Monday, January 16, 2012

Books of 2011 - Part 2 (But it's January...)

2011 was a standout year for non-fiction books of all misshapes and argumentative sizes...it's even more difficult to put these into critical context than it is fiction writing.

Nevertheless...

Norton publishing released R P Crease's marvellous 'World in the Balance;' a history of weights and measures, their attribution and their adoption, or not, by various countries. Or not. Crease makes a potentially dry subject highly amusing, fun even, emphasising the differences, highlighting the similarities. Hell, there's even a section on brassiere measurement - and that's incontrovertibly no bad thing.

'Hemingway's Boat,' as reviewed by Allan Massie, is as quixotic a read as the man himself. Tremendously entertaining, the book is, in many ways, similar to Hemingway's own, 'A Moveable Feast,' written when he was a young objet d'art living in Paris (the book begins after Papa's formative years spent carousing there).

What differentiates Paul Hendrickson's book from so many other biographies is that it counterbalances the warts and the all of a man often beleaguered by life, at odds with his crucial self, with his headstrong humanity - in all its rumbustiousness.



Paul Shaw has written a delightful book about an even more delightful subject - the New York City Subway System or, more specifically, its signage.
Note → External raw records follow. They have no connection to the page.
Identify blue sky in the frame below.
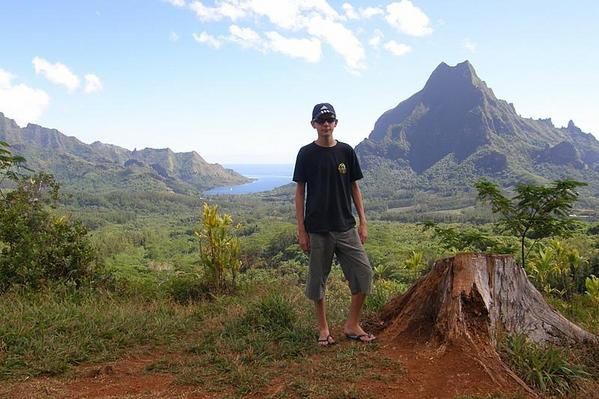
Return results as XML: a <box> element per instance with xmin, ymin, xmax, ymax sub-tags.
<box><xmin>1</xmin><ymin>0</ymin><xmax>598</xmax><ymax>163</ymax></box>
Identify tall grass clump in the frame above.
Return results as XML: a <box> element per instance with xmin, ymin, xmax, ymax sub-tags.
<box><xmin>500</xmin><ymin>335</ymin><xmax>589</xmax><ymax>396</ymax></box>
<box><xmin>223</xmin><ymin>290</ymin><xmax>315</xmax><ymax>359</ymax></box>
<box><xmin>167</xmin><ymin>286</ymin><xmax>315</xmax><ymax>394</ymax></box>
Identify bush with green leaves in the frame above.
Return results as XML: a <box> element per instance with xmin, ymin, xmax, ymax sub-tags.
<box><xmin>0</xmin><ymin>173</ymin><xmax>97</xmax><ymax>291</ymax></box>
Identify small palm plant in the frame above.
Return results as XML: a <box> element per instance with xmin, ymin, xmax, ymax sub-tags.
<box><xmin>586</xmin><ymin>275</ymin><xmax>599</xmax><ymax>303</ymax></box>
<box><xmin>195</xmin><ymin>203</ymin><xmax>241</xmax><ymax>294</ymax></box>
<box><xmin>373</xmin><ymin>262</ymin><xmax>403</xmax><ymax>281</ymax></box>
<box><xmin>528</xmin><ymin>246</ymin><xmax>557</xmax><ymax>295</ymax></box>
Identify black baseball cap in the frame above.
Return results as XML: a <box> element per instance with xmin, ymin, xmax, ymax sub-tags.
<box><xmin>312</xmin><ymin>103</ymin><xmax>336</xmax><ymax>121</ymax></box>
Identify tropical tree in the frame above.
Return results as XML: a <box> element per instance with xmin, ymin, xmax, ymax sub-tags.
<box><xmin>474</xmin><ymin>179</ymin><xmax>586</xmax><ymax>269</ymax></box>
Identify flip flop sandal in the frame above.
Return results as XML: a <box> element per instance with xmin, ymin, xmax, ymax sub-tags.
<box><xmin>345</xmin><ymin>333</ymin><xmax>376</xmax><ymax>343</ymax></box>
<box><xmin>317</xmin><ymin>335</ymin><xmax>336</xmax><ymax>347</ymax></box>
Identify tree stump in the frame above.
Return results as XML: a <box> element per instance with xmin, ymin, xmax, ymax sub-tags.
<box><xmin>379</xmin><ymin>253</ymin><xmax>597</xmax><ymax>346</ymax></box>
<box><xmin>378</xmin><ymin>253</ymin><xmax>598</xmax><ymax>396</ymax></box>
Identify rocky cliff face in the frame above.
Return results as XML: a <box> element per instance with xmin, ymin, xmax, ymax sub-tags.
<box><xmin>355</xmin><ymin>61</ymin><xmax>599</xmax><ymax>191</ymax></box>
<box><xmin>0</xmin><ymin>113</ymin><xmax>249</xmax><ymax>193</ymax></box>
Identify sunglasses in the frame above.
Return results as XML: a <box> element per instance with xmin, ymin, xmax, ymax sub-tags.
<box><xmin>315</xmin><ymin>117</ymin><xmax>337</xmax><ymax>124</ymax></box>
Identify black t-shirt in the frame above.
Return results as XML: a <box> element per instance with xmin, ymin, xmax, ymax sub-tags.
<box><xmin>293</xmin><ymin>141</ymin><xmax>363</xmax><ymax>233</ymax></box>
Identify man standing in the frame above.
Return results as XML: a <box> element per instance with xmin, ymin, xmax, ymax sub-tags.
<box><xmin>293</xmin><ymin>103</ymin><xmax>375</xmax><ymax>347</ymax></box>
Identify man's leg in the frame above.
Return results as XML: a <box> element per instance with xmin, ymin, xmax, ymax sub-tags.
<box><xmin>345</xmin><ymin>292</ymin><xmax>366</xmax><ymax>334</ymax></box>
<box><xmin>306</xmin><ymin>233</ymin><xmax>335</xmax><ymax>345</ymax></box>
<box><xmin>335</xmin><ymin>229</ymin><xmax>375</xmax><ymax>342</ymax></box>
<box><xmin>315</xmin><ymin>298</ymin><xmax>334</xmax><ymax>345</ymax></box>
For years, New York's underground signs were an indecipherable mess; difficult to read, nigh impossible to follow. Impeccably researched and gracefully written, it's the story of how a font changed a small, imperfectly formed part of the world for the better and to a new way of seeing.
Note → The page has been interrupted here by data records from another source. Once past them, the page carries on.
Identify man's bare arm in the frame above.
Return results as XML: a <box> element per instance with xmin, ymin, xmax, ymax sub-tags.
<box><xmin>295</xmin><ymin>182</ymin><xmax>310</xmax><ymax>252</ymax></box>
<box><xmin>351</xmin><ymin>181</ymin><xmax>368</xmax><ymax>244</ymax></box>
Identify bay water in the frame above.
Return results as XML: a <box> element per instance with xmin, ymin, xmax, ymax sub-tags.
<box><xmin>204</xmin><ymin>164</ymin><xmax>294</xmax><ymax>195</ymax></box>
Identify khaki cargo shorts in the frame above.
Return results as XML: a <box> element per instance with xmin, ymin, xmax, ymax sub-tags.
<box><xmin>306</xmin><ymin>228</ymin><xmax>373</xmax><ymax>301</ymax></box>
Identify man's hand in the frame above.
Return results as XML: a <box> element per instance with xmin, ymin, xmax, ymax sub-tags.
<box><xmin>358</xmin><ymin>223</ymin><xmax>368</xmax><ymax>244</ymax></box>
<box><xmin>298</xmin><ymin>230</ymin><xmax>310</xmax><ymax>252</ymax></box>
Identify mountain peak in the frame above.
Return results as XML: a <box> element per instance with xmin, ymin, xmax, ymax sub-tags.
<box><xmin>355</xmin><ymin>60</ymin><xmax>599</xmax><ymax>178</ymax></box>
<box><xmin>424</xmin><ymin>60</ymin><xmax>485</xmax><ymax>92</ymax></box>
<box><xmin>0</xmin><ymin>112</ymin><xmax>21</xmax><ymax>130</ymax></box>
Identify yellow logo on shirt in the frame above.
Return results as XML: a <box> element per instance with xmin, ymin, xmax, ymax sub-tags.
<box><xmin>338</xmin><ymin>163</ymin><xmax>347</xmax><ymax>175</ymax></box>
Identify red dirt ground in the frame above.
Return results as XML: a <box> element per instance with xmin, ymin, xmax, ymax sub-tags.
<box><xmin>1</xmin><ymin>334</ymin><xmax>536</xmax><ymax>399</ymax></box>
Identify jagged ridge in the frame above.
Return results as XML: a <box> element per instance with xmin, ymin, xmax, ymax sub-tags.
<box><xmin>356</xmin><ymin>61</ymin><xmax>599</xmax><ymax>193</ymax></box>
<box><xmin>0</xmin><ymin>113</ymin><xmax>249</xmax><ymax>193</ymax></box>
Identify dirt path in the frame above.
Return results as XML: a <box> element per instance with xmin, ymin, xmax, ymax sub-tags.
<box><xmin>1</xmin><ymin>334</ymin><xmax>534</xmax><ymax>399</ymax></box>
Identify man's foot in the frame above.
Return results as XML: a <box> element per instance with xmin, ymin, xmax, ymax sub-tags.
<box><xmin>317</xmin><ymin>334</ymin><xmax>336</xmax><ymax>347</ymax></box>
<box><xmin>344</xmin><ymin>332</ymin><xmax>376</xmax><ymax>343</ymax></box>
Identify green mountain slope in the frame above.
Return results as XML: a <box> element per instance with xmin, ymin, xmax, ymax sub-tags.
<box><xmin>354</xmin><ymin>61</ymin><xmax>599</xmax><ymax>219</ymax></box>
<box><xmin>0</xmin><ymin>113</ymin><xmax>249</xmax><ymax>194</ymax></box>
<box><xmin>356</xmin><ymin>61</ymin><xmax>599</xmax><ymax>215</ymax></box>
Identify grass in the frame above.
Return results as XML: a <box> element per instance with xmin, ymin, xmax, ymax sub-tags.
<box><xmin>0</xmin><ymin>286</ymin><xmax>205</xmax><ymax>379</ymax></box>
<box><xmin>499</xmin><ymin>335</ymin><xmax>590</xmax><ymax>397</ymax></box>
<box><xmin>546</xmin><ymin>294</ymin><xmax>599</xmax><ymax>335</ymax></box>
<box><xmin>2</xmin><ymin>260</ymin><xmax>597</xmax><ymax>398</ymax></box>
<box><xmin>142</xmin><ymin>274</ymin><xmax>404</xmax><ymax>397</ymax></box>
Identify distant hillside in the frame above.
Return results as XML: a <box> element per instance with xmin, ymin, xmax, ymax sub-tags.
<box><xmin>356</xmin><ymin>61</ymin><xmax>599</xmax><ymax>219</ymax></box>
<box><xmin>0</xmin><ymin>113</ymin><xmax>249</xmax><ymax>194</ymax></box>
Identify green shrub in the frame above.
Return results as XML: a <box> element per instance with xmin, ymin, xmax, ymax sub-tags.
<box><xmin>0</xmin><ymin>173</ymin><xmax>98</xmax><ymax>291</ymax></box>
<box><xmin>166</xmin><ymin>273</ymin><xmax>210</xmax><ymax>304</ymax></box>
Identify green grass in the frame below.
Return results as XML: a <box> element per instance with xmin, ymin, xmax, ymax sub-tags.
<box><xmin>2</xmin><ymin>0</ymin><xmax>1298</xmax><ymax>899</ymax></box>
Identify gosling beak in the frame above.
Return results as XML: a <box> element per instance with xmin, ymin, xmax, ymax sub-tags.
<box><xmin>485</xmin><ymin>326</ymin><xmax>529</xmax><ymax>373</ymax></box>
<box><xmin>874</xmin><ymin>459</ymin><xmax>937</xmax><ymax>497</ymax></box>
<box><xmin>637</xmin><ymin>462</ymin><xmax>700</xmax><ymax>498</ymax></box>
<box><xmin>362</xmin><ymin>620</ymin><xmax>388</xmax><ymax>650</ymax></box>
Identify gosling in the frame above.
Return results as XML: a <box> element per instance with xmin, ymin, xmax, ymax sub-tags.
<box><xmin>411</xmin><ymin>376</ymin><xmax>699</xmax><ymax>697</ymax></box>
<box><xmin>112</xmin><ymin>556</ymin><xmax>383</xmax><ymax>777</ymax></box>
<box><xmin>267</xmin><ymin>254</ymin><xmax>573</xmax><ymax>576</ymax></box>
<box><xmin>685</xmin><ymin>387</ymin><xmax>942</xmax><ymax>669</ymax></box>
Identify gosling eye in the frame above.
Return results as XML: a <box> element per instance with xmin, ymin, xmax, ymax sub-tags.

Paul Shaw 'Helvetica and the New York City Subway System' MIT Press



Jon Ronson has written a number of entertaining, enlightening and informative books. Ronson's latest, 'The Psychopath Test,' follows in these footsteps - albeit following them wearing a pinstriped suit, a pair of Trickers brogues and a mePad. Above all, as Ronson says and writes, it shows how eager many of us are to recognise the marks of madness in other people, and to steadfastly ignore these hallmarks in ourselves.
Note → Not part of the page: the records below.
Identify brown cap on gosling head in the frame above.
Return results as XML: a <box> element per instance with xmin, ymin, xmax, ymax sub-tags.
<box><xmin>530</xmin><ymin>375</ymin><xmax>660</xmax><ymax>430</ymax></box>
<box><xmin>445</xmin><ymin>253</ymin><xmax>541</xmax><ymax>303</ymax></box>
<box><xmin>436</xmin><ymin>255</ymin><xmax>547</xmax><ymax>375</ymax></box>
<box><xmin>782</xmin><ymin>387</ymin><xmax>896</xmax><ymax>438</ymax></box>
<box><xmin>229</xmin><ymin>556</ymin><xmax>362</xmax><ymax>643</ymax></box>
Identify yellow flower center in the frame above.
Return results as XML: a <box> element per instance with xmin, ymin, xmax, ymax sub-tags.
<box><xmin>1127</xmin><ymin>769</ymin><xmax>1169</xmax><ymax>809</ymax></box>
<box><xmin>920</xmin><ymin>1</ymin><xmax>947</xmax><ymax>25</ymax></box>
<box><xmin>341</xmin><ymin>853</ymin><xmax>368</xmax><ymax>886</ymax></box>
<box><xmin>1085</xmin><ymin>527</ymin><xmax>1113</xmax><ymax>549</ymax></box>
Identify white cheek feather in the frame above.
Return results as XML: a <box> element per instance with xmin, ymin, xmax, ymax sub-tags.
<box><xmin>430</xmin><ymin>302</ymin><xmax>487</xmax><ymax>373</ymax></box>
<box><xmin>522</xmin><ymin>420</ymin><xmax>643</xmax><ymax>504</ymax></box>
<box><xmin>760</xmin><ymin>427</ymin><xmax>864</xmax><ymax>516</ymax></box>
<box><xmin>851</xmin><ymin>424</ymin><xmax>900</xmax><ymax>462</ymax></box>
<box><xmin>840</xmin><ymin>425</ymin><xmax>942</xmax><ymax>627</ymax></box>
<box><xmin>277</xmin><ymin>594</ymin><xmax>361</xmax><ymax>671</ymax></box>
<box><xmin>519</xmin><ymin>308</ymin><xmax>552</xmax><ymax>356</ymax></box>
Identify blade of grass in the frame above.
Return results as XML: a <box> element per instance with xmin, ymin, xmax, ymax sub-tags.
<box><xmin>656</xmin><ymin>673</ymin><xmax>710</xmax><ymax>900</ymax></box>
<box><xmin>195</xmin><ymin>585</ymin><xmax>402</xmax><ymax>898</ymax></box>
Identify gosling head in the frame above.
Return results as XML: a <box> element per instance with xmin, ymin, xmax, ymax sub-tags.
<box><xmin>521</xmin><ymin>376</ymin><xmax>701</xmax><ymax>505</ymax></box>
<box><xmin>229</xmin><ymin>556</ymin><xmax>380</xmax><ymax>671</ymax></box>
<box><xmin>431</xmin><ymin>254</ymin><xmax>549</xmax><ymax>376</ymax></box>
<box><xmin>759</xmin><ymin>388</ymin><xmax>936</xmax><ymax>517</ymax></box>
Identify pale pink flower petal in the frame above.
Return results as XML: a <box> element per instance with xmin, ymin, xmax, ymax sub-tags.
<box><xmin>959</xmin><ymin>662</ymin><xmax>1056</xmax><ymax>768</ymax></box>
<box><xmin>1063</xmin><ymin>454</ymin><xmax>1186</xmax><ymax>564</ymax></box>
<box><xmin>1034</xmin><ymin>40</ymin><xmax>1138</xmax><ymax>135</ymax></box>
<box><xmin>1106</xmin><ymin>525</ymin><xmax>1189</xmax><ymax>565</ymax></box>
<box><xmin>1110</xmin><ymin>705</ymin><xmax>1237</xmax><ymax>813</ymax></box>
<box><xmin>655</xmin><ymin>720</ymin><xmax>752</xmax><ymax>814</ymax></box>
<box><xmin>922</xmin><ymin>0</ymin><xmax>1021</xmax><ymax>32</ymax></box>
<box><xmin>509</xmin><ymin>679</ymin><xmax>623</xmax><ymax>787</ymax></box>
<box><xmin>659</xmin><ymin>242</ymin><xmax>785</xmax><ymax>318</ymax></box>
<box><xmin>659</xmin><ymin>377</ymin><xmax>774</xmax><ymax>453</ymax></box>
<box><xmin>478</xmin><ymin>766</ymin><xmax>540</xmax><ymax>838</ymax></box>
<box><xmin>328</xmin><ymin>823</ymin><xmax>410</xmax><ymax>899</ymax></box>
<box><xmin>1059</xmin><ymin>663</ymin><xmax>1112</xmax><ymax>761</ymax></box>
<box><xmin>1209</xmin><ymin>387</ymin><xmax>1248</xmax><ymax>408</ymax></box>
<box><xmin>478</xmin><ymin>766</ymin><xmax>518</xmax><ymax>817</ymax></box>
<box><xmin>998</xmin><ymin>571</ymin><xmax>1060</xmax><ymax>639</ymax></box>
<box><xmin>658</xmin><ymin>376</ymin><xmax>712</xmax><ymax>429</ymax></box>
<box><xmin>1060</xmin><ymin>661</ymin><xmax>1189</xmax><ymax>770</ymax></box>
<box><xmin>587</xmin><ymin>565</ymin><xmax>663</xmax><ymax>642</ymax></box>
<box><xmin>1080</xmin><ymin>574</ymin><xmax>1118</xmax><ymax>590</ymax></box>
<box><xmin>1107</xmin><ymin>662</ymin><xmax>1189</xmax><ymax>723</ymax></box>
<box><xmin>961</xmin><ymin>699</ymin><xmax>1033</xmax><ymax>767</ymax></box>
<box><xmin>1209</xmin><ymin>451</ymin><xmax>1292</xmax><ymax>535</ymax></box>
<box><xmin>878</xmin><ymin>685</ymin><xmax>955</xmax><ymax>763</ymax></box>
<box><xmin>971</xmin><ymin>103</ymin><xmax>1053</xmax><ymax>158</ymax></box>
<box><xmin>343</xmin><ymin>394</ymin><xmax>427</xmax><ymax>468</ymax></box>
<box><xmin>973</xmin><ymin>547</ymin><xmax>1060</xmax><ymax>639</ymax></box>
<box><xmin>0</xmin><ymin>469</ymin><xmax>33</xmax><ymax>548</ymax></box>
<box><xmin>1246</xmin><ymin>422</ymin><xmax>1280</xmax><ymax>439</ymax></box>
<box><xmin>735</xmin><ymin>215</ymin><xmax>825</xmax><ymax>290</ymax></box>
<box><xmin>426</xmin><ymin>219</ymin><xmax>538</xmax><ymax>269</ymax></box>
There have been other great books this year, too:

Daryl Gregory's collection of short stories, 'Unpossible and Other Stories,'

'Dream Repairman: Adventures in Film Editing by Jim Clark with John H Myers'

James Gleick 'The Information,'



In closing, it would be impossible not to mention Gabriel Ba and Fabio Moon's magnificent 'Day Tripper,' published by Vertigo. Undoubtedly one of THE books of this or any other year, the story, unlike so many graphic novels, grabs and gripes you from the start and never lets go - Ba and Moon have been rightly compared to another Vertigo alumnus, Neil Gaiman; both in terms of story-telling and, crucially, realisation - but their visions are undoubtedly their own.

So, finally, an end to 2011. And a beginning to 2012.